Francyne Wase-Jacklick is a health professional in the Republic of the Marshall Islands (RMI). In 2024 she was the Secretary of Health and Human Services.

==Life==
Wase-Jacklick comes from the capital of the Marshall Islands, Majuro. She graduated in biology from the Hawaii Pacific University.

She was one of five students from the Marshall Islands who were invited to join the two dozen identified for the Pacific Executive Leadership Development Program.
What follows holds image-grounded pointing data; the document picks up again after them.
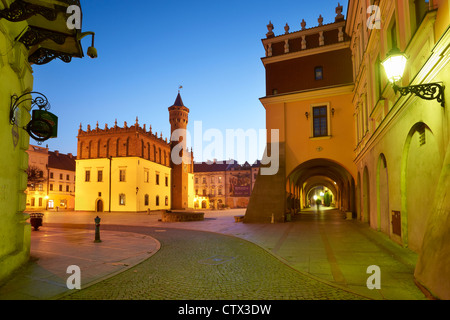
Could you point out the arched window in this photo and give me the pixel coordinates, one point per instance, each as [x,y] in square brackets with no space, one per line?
[121,199]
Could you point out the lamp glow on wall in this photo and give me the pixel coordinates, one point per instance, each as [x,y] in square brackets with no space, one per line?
[395,64]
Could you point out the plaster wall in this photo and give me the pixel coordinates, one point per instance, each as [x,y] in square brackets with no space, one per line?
[15,78]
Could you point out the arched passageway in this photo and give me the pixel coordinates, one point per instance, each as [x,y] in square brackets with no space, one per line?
[321,179]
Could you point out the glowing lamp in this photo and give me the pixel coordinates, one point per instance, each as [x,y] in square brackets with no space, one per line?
[395,64]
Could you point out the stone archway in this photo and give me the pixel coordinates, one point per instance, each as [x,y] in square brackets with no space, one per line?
[421,165]
[329,174]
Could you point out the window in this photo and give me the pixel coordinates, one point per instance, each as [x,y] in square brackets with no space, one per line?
[121,199]
[318,73]
[320,121]
[122,175]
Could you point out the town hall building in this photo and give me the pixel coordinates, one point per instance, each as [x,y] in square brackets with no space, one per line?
[129,168]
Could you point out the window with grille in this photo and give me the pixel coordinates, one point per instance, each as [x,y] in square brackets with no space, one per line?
[320,121]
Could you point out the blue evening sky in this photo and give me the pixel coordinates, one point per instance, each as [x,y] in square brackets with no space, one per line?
[147,49]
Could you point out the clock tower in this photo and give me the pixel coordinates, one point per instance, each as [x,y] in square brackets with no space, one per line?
[181,161]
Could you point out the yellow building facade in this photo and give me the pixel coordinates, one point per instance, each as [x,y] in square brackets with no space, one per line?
[129,169]
[308,103]
[402,141]
[224,184]
[382,152]
[23,44]
[51,180]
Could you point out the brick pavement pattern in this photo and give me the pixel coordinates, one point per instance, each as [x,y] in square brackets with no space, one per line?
[195,265]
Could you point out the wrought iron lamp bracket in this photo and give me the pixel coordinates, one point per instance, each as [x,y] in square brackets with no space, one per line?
[40,101]
[427,91]
[20,11]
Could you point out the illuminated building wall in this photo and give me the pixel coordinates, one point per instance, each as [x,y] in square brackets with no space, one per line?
[129,169]
[221,184]
[402,142]
[309,91]
[53,185]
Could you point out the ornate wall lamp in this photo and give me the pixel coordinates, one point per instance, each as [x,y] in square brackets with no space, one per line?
[43,124]
[92,52]
[395,64]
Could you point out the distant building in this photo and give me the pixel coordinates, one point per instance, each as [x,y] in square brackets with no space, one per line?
[220,184]
[51,180]
[61,183]
[129,168]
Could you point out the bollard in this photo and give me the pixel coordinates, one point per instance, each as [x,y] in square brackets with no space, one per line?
[97,230]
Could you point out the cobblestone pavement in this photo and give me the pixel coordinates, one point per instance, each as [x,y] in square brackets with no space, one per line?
[195,265]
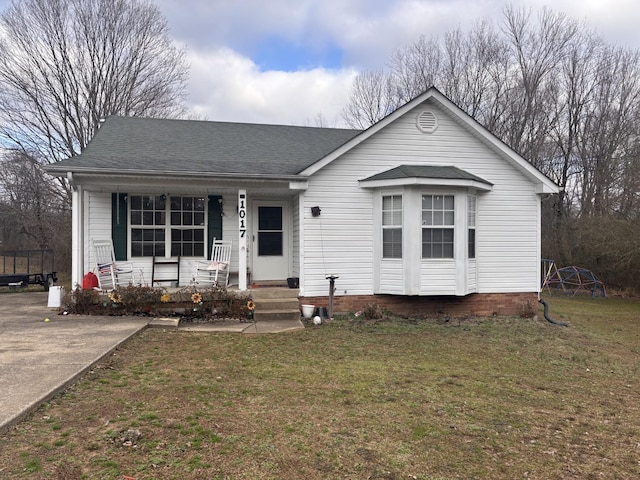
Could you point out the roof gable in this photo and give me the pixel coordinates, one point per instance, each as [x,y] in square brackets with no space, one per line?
[542,182]
[159,145]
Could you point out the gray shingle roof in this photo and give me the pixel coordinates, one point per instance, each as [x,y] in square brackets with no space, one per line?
[147,144]
[426,171]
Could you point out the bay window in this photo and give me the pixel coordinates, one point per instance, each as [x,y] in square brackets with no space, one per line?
[392,226]
[438,222]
Her graduation in 2019 in Hawaii was overseen by President Hilda Heine and the students were congratulated by the US Department of the Interior's Douglas Domenech.

In February 2016 the first Zika virus outbreak was reported in the Marshall Islands. Wase-Jacklick was put in charge of communications.

In 2018 she was the RMI's Deputy Secretary for Health when she was looking at the effects of climate change.

RMI was over years behind some nations and it did not receive its first community transmitted cases until 2022 and the health secretary was Jack Niethendal. RMI had vaccinated 70% of its population, but it had thousands of cases. Taiwan assisted and RMI received over 57m$ from USAID during its COVID-19 pandemic. This included over 150 computers. In 2023, it was recognised that the RMI had the highest rate of cervical cancer in women aged 20 to 40 in the world. An elimination programme was agreed and this was signed by the health Minister Ota Kisino and Secretary Francyne Wase-Jacklick at the 34th Women United Together Marshall Islands Conference in 2023.

On 2024 Wase-Jacklick was monitoring hospitals and making awards as the RMI Secretary of Health.